I've overheard that trainee pilots hired by airlines are not required to pass the PPL exam before attempting the CPL exam. Is this allowed by regulation?
You've tagged your question with 3 different sets of regulations, I can't answer all of them but here are the FAA ones.
The answer depends on what you mean by "exam". If you mean the written test, then anyone can take it if they have a graduation certificate or a logbook endorsement:
An airman applicant may present one or more of the following acceptable forms of authorization for all tests listed above [...]
- Certificate of graduation or a statement of accomplishment certifying the satisfactory completion of the ground school portion of a course for the certificate or rating sought.

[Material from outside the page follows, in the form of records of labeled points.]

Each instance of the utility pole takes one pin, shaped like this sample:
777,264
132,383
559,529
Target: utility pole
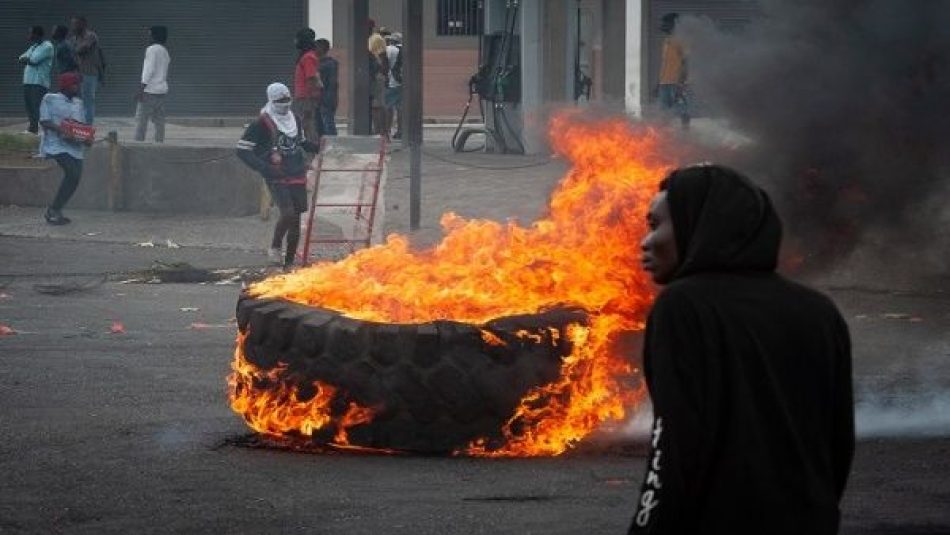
356,52
412,102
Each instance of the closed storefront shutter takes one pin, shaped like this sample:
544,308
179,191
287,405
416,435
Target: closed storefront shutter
224,52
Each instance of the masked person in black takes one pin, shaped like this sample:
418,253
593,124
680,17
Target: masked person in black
749,373
274,146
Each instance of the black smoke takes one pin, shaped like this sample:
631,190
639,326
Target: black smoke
848,106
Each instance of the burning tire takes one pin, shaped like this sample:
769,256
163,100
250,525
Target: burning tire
429,388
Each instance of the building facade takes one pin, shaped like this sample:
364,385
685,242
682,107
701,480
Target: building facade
225,52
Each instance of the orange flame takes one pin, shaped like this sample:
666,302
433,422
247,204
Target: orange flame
583,253
278,409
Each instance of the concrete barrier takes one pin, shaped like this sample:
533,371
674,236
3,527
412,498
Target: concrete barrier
145,178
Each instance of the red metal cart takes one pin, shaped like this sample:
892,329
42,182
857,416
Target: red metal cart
363,207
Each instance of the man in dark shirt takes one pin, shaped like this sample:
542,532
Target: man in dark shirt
63,59
85,45
749,373
307,84
274,145
329,75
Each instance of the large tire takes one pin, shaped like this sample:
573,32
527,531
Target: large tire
435,386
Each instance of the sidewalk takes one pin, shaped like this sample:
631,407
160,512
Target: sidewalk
475,185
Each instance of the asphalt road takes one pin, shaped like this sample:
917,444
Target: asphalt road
130,432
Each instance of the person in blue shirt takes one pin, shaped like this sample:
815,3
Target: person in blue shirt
38,62
66,150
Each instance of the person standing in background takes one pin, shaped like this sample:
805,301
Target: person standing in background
329,75
378,75
671,89
307,84
85,45
38,62
393,98
151,95
58,145
63,60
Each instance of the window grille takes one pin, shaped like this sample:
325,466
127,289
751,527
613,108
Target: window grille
459,17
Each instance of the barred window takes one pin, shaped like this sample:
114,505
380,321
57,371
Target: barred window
459,17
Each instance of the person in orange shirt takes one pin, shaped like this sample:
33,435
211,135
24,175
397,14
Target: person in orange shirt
671,88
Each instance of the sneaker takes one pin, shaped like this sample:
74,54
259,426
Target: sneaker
275,256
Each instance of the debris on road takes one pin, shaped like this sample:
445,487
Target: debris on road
70,286
902,316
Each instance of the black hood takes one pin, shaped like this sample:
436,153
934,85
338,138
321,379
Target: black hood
722,221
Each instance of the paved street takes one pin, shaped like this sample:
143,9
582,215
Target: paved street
121,432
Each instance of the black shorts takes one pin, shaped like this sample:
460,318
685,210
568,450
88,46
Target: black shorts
291,199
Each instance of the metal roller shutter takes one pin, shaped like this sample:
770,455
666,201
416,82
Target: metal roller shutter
224,52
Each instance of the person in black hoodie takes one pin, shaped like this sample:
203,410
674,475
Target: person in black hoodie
749,373
274,145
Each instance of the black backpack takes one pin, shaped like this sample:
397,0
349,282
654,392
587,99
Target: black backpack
396,69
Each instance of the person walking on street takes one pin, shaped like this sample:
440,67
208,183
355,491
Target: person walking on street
749,372
378,75
393,98
63,59
274,145
151,95
307,84
37,62
672,90
329,75
85,45
60,146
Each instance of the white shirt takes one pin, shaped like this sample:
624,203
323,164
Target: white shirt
392,52
155,70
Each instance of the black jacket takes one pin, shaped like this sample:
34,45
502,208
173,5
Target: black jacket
750,378
262,141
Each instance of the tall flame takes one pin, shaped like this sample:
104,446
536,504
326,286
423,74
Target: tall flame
584,253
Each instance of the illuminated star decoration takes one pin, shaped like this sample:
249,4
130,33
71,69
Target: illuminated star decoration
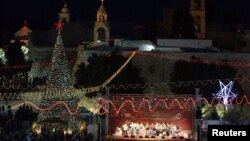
59,25
225,95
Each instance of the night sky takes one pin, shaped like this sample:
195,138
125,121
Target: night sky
44,13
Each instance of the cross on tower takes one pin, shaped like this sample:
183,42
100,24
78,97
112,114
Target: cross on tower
59,25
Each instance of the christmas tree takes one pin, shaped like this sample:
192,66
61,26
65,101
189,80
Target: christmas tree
59,88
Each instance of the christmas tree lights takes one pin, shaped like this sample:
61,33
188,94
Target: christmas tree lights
59,83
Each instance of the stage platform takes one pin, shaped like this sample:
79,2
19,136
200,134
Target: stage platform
120,138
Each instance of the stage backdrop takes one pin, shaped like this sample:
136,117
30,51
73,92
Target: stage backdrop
182,118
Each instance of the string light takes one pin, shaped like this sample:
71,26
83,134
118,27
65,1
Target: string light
169,103
225,95
141,86
150,54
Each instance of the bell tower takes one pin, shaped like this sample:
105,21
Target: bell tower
64,15
198,12
101,28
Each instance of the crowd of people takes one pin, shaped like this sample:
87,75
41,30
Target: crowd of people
12,128
135,129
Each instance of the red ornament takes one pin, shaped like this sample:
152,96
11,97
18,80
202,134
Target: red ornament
59,25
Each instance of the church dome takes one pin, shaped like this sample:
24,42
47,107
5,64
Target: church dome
102,10
65,9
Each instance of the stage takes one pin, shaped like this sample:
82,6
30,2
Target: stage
120,138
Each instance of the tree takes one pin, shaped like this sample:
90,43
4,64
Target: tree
59,88
101,67
183,25
200,71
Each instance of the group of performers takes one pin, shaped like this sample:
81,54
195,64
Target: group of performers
132,129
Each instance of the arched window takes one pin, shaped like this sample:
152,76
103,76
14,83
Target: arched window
101,35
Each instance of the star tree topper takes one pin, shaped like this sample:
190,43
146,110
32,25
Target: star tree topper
225,95
59,25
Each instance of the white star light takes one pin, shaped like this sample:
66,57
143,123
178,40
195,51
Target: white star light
225,95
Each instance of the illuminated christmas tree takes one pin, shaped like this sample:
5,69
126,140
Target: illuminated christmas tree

The certificate or statement may be issued by an FAA certificated pilot school or an agency, such as a high school, college, adult education program, Civil Air Patrol, or Reserve Officers Training Corps (ROTC) flight training school.
- Written statement or logbook endorsement from an authorized ground or flight instructor certifying that the applicant completed an applicable ground training or home study course and is prepared for the knowledge test. (AC 61-65E) (14 CFR § 61.35)
At least in theory, you could get a certificate or endorsement to take the commercial written test without ever having taken any other FAA test. But in practice I suspect that it's very unlikely: why would an organization or CFI endorse you as ready for the commercial written if you haven't already done the private one?
However, if "exam" means the actual checkride then the situation is much clearer: it isn't possible to do it unless you already have a private certificate, at least for civilian pilots. 14 CFR 61.123 says:
§61.123 Eligibility requirements: General.
To be eligible for a commercial pilot certificate, a person must:
(h) Hold at least a private pilot certificate issued under this part or meet the requirements of §61.73
61.73 lets you use military experience to apply for a civilian certificate.
Finally, some people use the term "commercial pilot" when "ATP" would be more accurate. I'm not saying that you're using it incorrectly, but since I have no idea how EASA and CASA define a CPL it may be worth mentioning. In the US, ATP multi-engine candidates need a certificate for the written exam, and a commercial certificate with instrument rating (or military equivalent) for the checkride. See 61.153.
For EASA, having a PPL is not required, however having an ICAO compliant PPL allows 50% of previously logged hours—up to a limit—to count toward the EASA CPL.
For CASA, having a PPL is not required, however PPL experience will count toward the required hours—depends on the type of hours.
If you only have CPL and want to exercise PPL privileges, you only need a Class 2 medical certificate—my interpretation: say after retiring.